The unseen planets of double belt debris disk systems
Andrew Shannon (Cambridge), Amy Bonsor (Cambridge), Quentin Kral, (Cambridge), Elisabeth Matthews (Exeter)

TL;DR
This paper uses N-body simulations to relate the properties of unseen planets to observed gaps in debris disks, providing equations to estimate planet masses and numbers based on disk observations and system age.
Contribution
It introduces a method to infer the minimum mass and number of planets responsible for creating gaps in debris disks, integrating simulation results with observational constraints.
Findings
Derived equations for minimum planet mass and number based on system age and gap properties.
Showed how to combine simulation-based estimates with direct imaging limits to infer unseen planets.

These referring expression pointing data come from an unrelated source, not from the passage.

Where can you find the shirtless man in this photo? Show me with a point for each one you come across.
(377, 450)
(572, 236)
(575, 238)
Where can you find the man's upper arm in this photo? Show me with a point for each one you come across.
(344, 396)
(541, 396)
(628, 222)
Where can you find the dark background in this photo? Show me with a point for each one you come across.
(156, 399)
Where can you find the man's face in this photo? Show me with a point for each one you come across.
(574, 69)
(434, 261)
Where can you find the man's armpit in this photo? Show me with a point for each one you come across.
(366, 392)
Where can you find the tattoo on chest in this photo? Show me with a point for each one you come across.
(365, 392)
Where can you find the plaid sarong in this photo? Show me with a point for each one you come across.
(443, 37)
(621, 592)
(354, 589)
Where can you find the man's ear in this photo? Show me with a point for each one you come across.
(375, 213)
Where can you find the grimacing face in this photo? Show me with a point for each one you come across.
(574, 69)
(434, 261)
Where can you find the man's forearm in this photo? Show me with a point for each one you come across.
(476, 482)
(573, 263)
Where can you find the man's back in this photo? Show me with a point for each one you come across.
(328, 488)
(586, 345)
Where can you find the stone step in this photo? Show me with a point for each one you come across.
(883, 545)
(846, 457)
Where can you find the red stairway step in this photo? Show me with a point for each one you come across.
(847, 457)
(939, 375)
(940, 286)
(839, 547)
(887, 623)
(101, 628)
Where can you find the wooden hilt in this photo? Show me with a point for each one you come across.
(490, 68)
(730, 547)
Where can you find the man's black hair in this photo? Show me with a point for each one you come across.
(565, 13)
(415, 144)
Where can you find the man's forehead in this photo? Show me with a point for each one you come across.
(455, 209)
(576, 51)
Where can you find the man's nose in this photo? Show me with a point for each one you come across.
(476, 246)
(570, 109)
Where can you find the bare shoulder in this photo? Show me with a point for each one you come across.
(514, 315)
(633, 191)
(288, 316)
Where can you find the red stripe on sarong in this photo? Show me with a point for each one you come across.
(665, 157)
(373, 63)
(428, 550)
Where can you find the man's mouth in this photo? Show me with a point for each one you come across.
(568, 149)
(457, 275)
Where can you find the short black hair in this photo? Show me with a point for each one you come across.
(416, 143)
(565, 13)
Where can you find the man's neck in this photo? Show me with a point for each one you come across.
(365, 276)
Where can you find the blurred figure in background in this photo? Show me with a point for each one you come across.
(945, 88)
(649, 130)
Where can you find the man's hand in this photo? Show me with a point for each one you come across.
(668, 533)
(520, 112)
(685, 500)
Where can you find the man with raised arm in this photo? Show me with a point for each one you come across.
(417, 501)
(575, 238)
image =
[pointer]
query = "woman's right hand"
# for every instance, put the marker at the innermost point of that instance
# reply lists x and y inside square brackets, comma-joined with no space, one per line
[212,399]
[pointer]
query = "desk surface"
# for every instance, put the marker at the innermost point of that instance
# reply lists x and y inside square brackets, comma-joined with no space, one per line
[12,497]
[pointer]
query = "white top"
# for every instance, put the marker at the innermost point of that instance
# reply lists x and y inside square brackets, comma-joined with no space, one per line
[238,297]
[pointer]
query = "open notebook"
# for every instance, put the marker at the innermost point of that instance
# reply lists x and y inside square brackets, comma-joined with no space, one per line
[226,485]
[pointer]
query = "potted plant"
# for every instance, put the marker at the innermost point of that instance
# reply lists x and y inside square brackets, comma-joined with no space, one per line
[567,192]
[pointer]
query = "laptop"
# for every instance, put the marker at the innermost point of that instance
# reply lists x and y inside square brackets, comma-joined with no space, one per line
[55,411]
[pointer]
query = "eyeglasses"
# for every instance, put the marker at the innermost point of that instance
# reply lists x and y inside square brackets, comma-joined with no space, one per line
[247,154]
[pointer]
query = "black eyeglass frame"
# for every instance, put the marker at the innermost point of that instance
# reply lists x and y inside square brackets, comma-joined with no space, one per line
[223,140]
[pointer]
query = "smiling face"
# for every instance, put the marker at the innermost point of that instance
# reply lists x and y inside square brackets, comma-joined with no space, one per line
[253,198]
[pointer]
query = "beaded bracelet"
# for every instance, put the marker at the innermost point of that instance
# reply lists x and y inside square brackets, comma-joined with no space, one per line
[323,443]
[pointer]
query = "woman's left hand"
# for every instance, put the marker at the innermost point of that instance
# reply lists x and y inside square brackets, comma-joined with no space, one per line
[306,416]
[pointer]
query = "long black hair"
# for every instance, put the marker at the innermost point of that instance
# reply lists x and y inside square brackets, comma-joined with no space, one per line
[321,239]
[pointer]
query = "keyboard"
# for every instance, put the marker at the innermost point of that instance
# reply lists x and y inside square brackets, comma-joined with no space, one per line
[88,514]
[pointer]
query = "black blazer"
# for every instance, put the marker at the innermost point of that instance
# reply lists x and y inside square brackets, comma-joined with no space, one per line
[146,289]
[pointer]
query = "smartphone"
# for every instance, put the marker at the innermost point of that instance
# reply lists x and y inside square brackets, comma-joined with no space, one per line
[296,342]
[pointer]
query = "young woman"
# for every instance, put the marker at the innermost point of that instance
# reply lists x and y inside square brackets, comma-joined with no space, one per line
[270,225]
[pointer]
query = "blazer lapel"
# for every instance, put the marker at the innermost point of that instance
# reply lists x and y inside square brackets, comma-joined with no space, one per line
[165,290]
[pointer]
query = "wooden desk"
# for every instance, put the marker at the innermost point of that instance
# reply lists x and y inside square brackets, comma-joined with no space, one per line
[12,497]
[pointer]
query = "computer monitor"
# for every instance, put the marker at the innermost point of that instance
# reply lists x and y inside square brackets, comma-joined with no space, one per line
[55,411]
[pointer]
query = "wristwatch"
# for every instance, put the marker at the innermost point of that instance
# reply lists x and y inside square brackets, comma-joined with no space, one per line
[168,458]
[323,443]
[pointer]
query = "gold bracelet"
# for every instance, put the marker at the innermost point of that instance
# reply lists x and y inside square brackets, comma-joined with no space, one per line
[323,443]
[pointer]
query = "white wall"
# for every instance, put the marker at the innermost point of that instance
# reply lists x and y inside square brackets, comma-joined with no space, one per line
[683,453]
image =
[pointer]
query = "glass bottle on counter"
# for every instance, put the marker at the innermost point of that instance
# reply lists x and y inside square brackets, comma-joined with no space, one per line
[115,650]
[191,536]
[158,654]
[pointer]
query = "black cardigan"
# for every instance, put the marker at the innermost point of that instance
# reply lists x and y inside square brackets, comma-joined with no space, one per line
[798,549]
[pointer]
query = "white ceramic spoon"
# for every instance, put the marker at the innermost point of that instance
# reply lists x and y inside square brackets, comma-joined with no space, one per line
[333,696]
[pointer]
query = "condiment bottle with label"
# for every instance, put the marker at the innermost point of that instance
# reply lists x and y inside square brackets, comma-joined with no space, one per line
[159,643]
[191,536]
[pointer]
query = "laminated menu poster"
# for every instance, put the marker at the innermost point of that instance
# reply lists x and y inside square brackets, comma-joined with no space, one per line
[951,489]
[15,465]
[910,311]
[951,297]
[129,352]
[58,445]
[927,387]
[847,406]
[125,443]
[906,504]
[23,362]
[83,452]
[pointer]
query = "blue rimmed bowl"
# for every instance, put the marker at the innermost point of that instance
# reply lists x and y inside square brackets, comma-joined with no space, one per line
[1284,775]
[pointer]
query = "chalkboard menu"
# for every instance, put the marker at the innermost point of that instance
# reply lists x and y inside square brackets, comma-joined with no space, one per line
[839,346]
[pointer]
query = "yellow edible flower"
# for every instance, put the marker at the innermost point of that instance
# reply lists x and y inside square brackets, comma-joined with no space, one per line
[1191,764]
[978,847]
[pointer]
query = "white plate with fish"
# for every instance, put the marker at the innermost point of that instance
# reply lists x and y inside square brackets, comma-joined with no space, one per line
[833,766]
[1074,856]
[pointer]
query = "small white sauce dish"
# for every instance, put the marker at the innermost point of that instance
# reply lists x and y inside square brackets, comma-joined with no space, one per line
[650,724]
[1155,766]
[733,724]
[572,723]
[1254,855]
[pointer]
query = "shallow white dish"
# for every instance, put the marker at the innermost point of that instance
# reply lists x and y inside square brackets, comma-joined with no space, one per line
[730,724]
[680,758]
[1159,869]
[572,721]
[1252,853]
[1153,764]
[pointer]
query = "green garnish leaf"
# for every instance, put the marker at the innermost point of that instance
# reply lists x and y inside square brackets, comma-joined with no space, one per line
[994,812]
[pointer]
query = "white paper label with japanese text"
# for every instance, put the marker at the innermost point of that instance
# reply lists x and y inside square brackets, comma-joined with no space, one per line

Provided a framework for estimating unseen planetary systems in debris disk systems.
Abstract
The gap between two component debris disks is often taken to be carved by intervening planets scattering away the remnant planetesimals. We employ N-body simulations to determine how the time needed to clear the gap depends on the location of the gap and the mass of the planets. We invert this relation, and provide an equation for the minimum planet mass, and another for the expected number of such planets, that must be present to produce an observed gap for a star of a given age. We show how this can be combined with upper limits on the planetary system from direct imaging non-detections (such as with GPI or SPHERE) to produce approximate knowledge of the planetary system.